Yes, you read that right. This so-called shill for the pharmaceutical industry is calling them as I see them – most published medical research is a failure – but stay tuned for the full story.
Now by failure I mean that more often than not, claims that are supported by one or two published articles, rarely lead to a clinically significant product (such as a pharmaceutical). Of course, I don’t mean that the research is fraudulent, although some are, especially in low level journals frequented by pseudoscience pushers.
And I don’t mean it’s bad science, although there’s evidence of that, which I’ll discuss below.
And I don’t mean that there’s some grand conspiracy between Big Pharma and everyone else (again, no evidence to support that nonsense), although there is some evidence that research sponsored by Big Pharma is poorly done.
So what do I mean? Results from lot of medical research that get splashed in the news rarely, and I mean rarely, end up having any clinical utility. Rarely, but not never.
This does not mean that medical procedures, pharmaceuticals and devices that have been vetted through lots of research that repeat and confirm the original data and that form the basis of a scientific consensus are bad research. Almost everything that passes by the FDA and other regulatory agencies in other countries meets high standards for risk and benefit analysis.
Finally, arriving at a scientific consensus is a brutal, time-consuming process. It means that the theory or idea has been repeated many times, and the analysis and data are solid. So even though “most” research ends up in a failure, that’s because science is harsh to research that can’t be repeated, or was badly designed.
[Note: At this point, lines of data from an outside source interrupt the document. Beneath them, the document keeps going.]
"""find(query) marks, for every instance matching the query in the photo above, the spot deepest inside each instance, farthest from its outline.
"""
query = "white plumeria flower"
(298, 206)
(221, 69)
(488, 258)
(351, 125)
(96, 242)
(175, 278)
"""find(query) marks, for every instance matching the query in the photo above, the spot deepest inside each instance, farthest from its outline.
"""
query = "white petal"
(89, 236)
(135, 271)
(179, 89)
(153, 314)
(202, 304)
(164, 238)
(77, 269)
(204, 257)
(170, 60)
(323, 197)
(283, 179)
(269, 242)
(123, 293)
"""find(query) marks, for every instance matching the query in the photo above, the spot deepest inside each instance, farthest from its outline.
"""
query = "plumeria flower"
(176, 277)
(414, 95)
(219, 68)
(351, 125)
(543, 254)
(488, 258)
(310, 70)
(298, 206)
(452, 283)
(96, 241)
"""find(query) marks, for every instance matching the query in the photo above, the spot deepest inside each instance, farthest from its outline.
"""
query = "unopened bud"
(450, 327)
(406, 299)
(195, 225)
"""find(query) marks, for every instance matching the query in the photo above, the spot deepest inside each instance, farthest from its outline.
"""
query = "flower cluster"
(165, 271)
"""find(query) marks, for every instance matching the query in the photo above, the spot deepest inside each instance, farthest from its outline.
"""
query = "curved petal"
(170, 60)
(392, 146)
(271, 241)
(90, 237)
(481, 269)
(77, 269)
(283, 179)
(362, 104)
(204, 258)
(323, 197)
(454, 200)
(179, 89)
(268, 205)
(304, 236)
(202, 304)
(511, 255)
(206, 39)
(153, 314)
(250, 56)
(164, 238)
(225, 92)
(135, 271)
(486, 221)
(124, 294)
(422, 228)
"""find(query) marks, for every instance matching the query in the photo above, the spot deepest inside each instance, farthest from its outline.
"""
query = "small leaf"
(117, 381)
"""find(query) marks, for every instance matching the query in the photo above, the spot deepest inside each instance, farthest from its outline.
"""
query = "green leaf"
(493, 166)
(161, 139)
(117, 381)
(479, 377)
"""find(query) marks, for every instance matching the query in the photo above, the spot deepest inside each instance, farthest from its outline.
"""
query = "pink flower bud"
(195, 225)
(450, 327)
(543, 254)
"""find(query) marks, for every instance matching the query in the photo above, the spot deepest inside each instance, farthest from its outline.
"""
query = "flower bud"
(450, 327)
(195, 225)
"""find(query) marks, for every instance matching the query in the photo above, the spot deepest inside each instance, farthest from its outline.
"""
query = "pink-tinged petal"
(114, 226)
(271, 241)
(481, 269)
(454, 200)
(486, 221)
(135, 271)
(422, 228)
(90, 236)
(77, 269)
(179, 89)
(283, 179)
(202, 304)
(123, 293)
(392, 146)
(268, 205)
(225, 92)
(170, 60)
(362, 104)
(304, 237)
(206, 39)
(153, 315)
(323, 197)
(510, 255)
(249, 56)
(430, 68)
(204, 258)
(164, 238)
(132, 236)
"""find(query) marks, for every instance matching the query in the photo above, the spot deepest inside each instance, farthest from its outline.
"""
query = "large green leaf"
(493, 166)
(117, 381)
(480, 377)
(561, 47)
The best research isn’t a failure, even if it finds negative results. And the best ideas in medicine, let’s say vaccines, have been so thoroughly vetted that the consensus is nearly unassailable. Though people try with their poorly designed, unrepeatable research.
Medical research to clinical applicability
In 2003, researchers reviewed 101 studies published in respected, high impact factor scientific and medical journals between 1979 and 1983 that claimed a new therapy or medical technology was clinically promising. What was shocking was that they found only five, of those 101, made it to market within a decade of publication.
Why did they choose a decade? That’s a good period of time for further research, clinical trials, and finally FDA approval.
So that’s just 5%. But what’s even more ironic is that only one, ACE inhibitors which are used to treat hypertension, was still used at the time of publication (2003). Of course, it’s still used today as one of the basic tools in treating high blood pressure.
Think about that. There were 101 breathless claims of some miraculous medical breakthrough (if the PR departments of the various universities and startup companies did their jobs), and only one is on the market today.
I often make a pointed joke about research into cancer. “We have cured cancer in mice over the past decade.” Setting aside the fact that there will never be “one cure to cure them all,” given that there are over 200 cancers, each so different that it would be impossible to imagine one drug.
But when you read an article that eating blueberries will prevent breast cancer based on one mouse study, you need to consider it very skeptically. The gold standard of medical research is a double blind clinical trial, repeated several times, and then rolled up into a systematic review–the basis for a scientific consensus. At that point, if it showed significant clinical differences, I’ll be eating blueberries 24/7.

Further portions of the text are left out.